Child hunger in our own communities exists, but it’s often not visible. While school breakfast programs help address this need, it doesn’t help hungry kids over the weekends or during summer breaks when the school isn’t there to provide a healthy meal. Food4Kids, which is operated almost entirely by teams of volunteers, buys, packs and delivers healthy food that will feed a child over the weekend.
These bags of food are delivered to schools on Fridays and a school administrator places the bag of food in the child’s backpack. This is done anonymously so that children receiving food cannot be identified by peers or teachers. Over the summer, food for the week is delivered to the child’s home.
In Ontario’s Halton region, 520 children receive bags of food every Friday. In Hamilton, the demand is greater, and the organization doesn’t have enough funds or volunteers to meet the community demand. With 1,200 kids receiving food there is still a wait-list of children in need.
According to Gayle Kabbash, community relations manager with Food4Kids, senior-based organizations including local churches and groups of retired teachers are very generous with their time and support. “Many of our volunteers are seniors, and they love it because it gives them a great feeling of purpose,” she says.
“It’s important to us that our volunteers are well placed and happy with what they’re doing. We like to think outside the box when it comes to placing volunteers,” Kabbash says. “We try to utilize volunteer’s skills in different ways. We have volunteers who serve on committees as well as drivers, packers, and shoppers. It doesn’t take a lot of time and our volunteers are happy to do this work.”
If you don’t have a Food4Kids in your local community then connect with your local food bank, many of their programs are targeted to help children, families, and seniors in need.
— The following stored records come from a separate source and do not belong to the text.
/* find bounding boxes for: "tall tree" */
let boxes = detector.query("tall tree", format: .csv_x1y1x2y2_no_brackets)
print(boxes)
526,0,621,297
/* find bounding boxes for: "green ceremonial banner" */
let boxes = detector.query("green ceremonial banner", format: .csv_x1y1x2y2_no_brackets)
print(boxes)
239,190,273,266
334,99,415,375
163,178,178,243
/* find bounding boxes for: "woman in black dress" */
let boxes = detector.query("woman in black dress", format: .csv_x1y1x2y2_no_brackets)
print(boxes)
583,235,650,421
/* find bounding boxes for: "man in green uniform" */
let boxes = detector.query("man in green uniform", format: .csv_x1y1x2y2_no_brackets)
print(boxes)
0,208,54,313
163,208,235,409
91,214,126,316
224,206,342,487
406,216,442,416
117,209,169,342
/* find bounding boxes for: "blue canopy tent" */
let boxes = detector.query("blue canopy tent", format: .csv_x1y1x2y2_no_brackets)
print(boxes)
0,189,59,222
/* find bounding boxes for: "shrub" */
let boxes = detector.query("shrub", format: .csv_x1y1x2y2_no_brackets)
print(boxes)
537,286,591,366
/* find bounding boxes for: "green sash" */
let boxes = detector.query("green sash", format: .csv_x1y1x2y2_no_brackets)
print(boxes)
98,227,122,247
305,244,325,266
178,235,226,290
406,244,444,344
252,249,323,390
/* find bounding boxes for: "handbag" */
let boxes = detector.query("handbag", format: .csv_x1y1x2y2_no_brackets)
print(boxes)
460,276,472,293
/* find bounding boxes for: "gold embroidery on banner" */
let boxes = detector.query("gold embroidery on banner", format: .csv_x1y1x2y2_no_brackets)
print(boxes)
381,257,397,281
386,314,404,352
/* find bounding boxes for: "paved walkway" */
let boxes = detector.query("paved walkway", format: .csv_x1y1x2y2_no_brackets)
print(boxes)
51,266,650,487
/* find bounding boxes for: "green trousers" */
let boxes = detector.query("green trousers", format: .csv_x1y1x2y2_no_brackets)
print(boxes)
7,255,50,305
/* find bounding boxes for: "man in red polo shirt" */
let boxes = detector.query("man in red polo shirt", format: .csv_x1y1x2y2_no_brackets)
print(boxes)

2. Kids Help Phone Crisis Responder
For older adults who can’t drive, or are housebound, the opportunity to volunteer may seem limited. In fact, there are many organizations who are looking for volunteers to help from their own homes. Kids Help Phone, in partnership with Crisis Text Line, is one example of an organization looking for volunteer crisis responders to answer texts from young people looking for support.
No experience is needed and Kids Help Phone provides the training and certification (which is done online). These volunteer positions are remote, which means that you can participate from home (all you need is a reliable internet source).
3. Meals on Wheels
Look up “Meals on Wheels” and you’re likely to find one in your neighbourhood. While many seniors rely on the service which delivers a daily, nutritious hot meal (and social interaction), you may be surprised to learn that many of the delivery drivers are themselves seniors.
“We have 62 volunteers who deliver lunches Monday to Friday and 75% of these volunteers are seniors,” says Sherri-Lynn Parkinson, the full-time administrator and executive director at Milton Meals on Wheels. Many of these senior volunteers enjoy delivering meals and offering friendly company to those in need.
Don’t think you have the time to volunteer? The Meals on Wheels team accepts occasional drivers, which means you don’t need to commit to a set number of hours per week to volunteer with them.
The great thing about volunteering is that it’s a win-win for everyone involved and with a little research you can find a volunteer position in your community that fits your needs and interests. You don’t have to have a car, you don’t even need to leave home. All you need to do is put yourself out there. If you do, you may be surprised at the benefits you experience from helping others.